Barack Obama scende in campo per i diritti dei gay, come si era impegnato a fare all’insediamento per il secondo mandato: la sua amministrazione ha avanzato una richiesta formale alla Corte suprema per l’abolizione di una legge federale del 1996 che definisce il matrimonio come l’unione tra un uomo e una donna.
La sollecitazione, fatta in vista dell’esame del Defense of Marriage Act (Doma) da parte dei nove giudici in programma il 26 e 27 marzo, rappresenta la prima volta in cui un presidente americano si schiera a favore dei diritti degli omosessuali davanti alla Corte suprema.
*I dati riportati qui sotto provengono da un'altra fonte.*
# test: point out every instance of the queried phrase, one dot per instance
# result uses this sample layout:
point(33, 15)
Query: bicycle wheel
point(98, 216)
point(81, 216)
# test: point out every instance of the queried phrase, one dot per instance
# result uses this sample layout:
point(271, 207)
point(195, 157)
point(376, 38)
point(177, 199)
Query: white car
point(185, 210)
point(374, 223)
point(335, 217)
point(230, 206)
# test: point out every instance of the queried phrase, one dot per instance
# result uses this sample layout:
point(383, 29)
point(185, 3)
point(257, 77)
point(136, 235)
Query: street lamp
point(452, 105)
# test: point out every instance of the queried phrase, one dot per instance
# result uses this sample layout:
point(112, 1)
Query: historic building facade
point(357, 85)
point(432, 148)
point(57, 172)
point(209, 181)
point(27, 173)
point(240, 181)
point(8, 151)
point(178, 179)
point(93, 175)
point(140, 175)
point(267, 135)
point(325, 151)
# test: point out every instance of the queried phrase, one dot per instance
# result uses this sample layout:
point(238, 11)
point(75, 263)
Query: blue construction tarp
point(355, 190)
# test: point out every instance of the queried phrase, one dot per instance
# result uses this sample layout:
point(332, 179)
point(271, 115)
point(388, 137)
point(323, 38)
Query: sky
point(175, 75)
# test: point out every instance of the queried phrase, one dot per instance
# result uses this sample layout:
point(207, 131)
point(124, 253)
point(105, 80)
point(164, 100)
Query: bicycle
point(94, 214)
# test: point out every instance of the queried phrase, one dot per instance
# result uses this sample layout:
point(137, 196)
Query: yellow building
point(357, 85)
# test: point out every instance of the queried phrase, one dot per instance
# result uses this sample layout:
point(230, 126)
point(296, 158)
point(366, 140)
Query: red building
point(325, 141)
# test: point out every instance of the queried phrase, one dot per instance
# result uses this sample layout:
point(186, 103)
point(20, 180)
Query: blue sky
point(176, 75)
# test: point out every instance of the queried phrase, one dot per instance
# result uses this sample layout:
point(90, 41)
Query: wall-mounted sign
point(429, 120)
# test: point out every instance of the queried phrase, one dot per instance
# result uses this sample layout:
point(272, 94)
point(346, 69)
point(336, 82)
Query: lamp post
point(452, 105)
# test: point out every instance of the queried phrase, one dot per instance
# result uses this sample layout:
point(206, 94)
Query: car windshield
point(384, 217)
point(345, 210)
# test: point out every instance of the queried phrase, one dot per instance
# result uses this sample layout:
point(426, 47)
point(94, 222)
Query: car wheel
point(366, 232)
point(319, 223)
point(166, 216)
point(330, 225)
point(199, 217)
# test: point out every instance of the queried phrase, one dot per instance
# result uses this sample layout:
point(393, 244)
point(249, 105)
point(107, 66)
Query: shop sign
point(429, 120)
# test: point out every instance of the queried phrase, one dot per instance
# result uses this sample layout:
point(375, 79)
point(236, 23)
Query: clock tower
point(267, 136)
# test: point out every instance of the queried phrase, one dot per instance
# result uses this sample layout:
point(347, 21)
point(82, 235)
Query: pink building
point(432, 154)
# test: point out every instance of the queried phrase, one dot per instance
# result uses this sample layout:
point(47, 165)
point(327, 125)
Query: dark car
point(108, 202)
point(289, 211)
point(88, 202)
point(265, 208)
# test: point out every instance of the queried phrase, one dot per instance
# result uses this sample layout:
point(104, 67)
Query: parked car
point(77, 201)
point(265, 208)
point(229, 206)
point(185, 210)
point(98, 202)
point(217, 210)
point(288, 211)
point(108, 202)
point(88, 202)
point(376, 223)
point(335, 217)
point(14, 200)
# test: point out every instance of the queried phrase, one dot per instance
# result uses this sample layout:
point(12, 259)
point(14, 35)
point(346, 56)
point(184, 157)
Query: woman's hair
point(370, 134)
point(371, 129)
Nel documento della Casa Bianca si sostiene che il Defense of Marriage Act “viola la garanzia fondamentale dell’uguaglianza davanti alla legge” e impedisce a “decine di migliaia di coppie omosessuali, legalmente sposate nei loro Stati, di godere degli stessi vantaggi federali delle coppie eterosessuali”. Le nozze tra persone dello stesso sesso sono legali in nove stati americani su 50 oltre e nella capitale Washington. La Corte suprema dovrà pronunciarsi sul ricorso di Edith Windsor, una lesbica che si era sposata in Canada nel 2007 con quella che era la sua compagna da più di 40 anni, che poi è morta. In base al Doma non è considerata sposata e per questo le è stato chiesto di pagare 360.000 dollari di tasse di successione.
La questione negli Stati Uniti ha anche creato un piccolo incidente “diplomatico” perché Laura Bush – che compativa in un spot con Obama, l’ex vicepresidente repubblicano Dick Cheney e e l’ex segretario di Stato Colin Powell, non vuole essere parte della campagna a favore delle unioni gay. L’ex First Lady ha chiesto che uno stralcio di una vecchia intervista a Larry King in cui lei dice che “quando due persone hanno preso un impegno reciproco, si amano, devono avere gli stessi diritti di tutti gli altri” sia rimosso dallo spot realizzato dalla Respect for Marriage Coalition, un’organizzazione a favore dei matrimoni tra persone dello stesso sesso. Secondo il portavoce della Bush, l’organizzazione non avrebbe chiesto il permesso per usare il filmato realizzato nel 2010. La campagna è costata oltre un milione di dollari ed è stata lanciata questa settimana su tutti i mezzi di informazione. Lo scopo del video era quello di spiegare come il tema dell’allargamento dei diritti non sia una questione che riguarda soprattutto i democratici, ma anche i repubblicani.